A Unique Strategy
909 SE Bay Boulevard
PO BOX 2280
Newport, OR 97365
A Unique Strategy
For Immediate Release
Thursday, January 13, 2011
Contact: Fred Postlewait
Oregon Coast Bank
Newport, OR –Nothing infuriates people quite like bank fees. Yet many consumers continue to incur hundreds of dollars of fees annually. Unfortunately, at most banks fees are an important source of profits. However at Oregon Coast Bank, executives have chosen a unique strategy, deliberately attempted to keep fees reasonable and help their customers avoid them. According to a recent statistical analysis, they are succeeding at that goal.

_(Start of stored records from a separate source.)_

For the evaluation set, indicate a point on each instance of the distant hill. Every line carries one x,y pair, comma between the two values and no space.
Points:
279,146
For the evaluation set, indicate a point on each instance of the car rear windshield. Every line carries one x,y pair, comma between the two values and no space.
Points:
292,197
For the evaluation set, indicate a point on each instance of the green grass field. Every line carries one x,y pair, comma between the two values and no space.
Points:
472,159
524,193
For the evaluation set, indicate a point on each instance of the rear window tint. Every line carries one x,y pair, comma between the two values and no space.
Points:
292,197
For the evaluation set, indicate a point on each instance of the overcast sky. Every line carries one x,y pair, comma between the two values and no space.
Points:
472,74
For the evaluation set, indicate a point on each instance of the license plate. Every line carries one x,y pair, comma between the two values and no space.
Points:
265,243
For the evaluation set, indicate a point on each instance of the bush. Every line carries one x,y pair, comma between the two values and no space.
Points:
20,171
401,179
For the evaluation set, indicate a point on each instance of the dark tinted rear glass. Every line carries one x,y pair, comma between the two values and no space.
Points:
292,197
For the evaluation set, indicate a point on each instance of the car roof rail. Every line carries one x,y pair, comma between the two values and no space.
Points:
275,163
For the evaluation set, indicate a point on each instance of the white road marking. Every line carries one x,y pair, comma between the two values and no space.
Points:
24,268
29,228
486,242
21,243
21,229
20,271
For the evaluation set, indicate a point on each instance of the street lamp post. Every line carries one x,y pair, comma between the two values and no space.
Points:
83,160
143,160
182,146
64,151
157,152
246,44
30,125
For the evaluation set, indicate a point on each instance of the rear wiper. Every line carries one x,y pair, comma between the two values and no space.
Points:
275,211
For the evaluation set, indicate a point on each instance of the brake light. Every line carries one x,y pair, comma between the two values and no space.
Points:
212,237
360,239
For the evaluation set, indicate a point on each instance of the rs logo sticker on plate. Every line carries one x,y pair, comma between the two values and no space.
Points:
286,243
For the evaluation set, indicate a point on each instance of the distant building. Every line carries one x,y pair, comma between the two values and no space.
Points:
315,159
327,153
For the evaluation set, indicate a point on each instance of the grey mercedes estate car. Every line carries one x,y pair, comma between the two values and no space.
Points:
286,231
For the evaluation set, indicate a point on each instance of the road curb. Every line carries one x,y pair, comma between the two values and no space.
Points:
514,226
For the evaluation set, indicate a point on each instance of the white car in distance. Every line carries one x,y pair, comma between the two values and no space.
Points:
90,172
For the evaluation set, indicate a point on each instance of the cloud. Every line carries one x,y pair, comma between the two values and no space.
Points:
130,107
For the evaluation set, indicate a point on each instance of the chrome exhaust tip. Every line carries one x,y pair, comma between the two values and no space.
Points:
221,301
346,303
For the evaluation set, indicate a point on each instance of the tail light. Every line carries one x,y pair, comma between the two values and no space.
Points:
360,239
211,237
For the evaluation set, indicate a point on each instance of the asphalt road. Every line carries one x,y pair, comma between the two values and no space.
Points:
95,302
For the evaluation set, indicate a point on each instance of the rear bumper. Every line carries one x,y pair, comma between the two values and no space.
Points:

“Sometimes the priorities of a community bank like ours are a little different than those of other financial institutions,” explained Fred Postlewait, Oregon Coast Bank’s President and Chief Executive Officer. “In recent years so-called industry experts have has given a lot of advice to banks on how to increase their profitability by raising fee income. Sometimes the ideas involve sleight-of-hand – such as how to make a free account highly profitable by having numerous fees tagged to it. Sometimes the practices have been in our opinion reprehensible – such as banks that paid larger checks ahead of smaller ones, in order to increase the number of overdrafts. Sometimes financial institutions even resort to using undecipherable disclosures – like on a typical credit card application – that will allow for punitive fees and increased interest rates.”
“We’re appalled by those types of approaches,” continued Postlewait. “The bank does need to earn money and do right by our shareholders, but we do so in a way we can look our customers in the eye. Each of our offices have staff with the authority to make adjustments to our list of fees and charges if they are convinced that it’s the right thing to do. We even steer our customers towards products like Overdraft Protection, which keeps them from bouncing checks.”
When analyzing a bank’s financial reports, the total amount of fees can be found under the category of Non-Interest Income. According to the most recent FDIC data, Oregon Coast Bank’s Non-Interest Income was less than half the average of its peer group (Oregon-based banks with $100 – $300 million in assets). “That doesn’t mean we weren’t profitable,” points out Postlewait. “But most of our profits have come from growth, investments and solid lending practices, not from excessive fees.”
Is Oregon Coast Bank’s unique strategy working? Apparently yes. The bank’s deposits have increased steadily on an annual basis allowing it to grow from one office to five in just nine years.